Ah, ok. I was thinking it would refer to where to fetch updates for
that particular signature, not for the key. The section reads:
This is a URI of a key server that the key holder prefers be used for
updates. Note that keys with multiple User IDs can have a preferred
key server for each User ID. Note also that since this is a URI, the
key server can actually be a copy of the key retrieved by ftp, http,
"used for updates" was unclear to me because i was thinking that it
meant "to get updates about this signature" rather than "to get updates
about the signer's key".
Is there a way for the issuer of a signature to provide a place where
updates to the signature itself (e.g. revocations, or re-certifications)
would be published?
I understand that the global keyserver network is normally what you'd
use. But i'm trying to work through the context of an organization who
wants to also publish all their signature revocations in a known,
canonical location (including the revocations of certifications of
third-party keys). Maybe this use case is misguided or irrelevant,
though. Is it?
Carol is doing some sort of trust calculation, and her trust path to
Alice runs through Bob, Bob's signature is not really relevant here.
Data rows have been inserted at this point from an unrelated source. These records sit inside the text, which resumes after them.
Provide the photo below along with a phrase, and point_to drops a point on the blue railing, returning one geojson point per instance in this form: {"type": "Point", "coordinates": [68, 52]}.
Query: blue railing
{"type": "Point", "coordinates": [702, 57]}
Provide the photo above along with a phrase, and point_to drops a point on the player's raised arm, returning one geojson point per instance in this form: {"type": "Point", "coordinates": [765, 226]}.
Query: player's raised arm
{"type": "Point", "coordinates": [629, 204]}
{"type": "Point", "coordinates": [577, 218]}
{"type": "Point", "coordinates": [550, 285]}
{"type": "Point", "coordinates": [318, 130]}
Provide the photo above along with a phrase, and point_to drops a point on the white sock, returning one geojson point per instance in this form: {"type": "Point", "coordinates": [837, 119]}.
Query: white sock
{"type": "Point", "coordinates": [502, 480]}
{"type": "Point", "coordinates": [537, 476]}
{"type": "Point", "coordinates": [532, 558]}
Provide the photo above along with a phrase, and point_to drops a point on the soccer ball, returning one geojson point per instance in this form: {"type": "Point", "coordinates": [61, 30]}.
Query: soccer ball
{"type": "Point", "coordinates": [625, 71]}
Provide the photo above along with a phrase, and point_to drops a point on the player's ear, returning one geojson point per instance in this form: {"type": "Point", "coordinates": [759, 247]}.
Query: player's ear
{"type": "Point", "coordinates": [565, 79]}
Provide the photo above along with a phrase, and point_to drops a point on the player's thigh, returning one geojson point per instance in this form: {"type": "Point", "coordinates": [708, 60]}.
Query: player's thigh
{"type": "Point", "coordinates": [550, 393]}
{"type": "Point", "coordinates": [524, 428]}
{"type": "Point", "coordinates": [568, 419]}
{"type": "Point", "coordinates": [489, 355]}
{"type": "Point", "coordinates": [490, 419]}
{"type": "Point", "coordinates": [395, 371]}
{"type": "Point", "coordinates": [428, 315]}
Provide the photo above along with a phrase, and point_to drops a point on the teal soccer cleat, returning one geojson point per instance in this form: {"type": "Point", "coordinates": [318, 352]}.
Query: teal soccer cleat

If there is a preferred keyserver subpacket on Alice's self-sig, then it
was issued by Alice, and the recipient can either follow it or not, as
they like. I'm not sure I follow where Bob's subpacket comes in here.
OK, my scenario implicitly presumed that Carol trusts Bob to make good
certifications, but doesn't know Alice. I should have spelled that out
in the first place.
While Alice's key/userID has been certified by Bob, Carol wants to make
sure that Bob hasn't revoked his certification on Alice's key (and maybe
she's concerned that her keyserver is somehow compromised and not
producing the correct revocation certificates, or Bob doesn't want to or
can't publish his revocation to the public keyservers).
The more i think about this, the more the answer seems to be that Bob
should run his own keyserver and publish everything there first. But i
don't see a way that Bob can indicate "check for revocations and
re-certifications at hkp://foo.example.net". This seems like another
opportunity for "web bugs"-style shenanigans, though.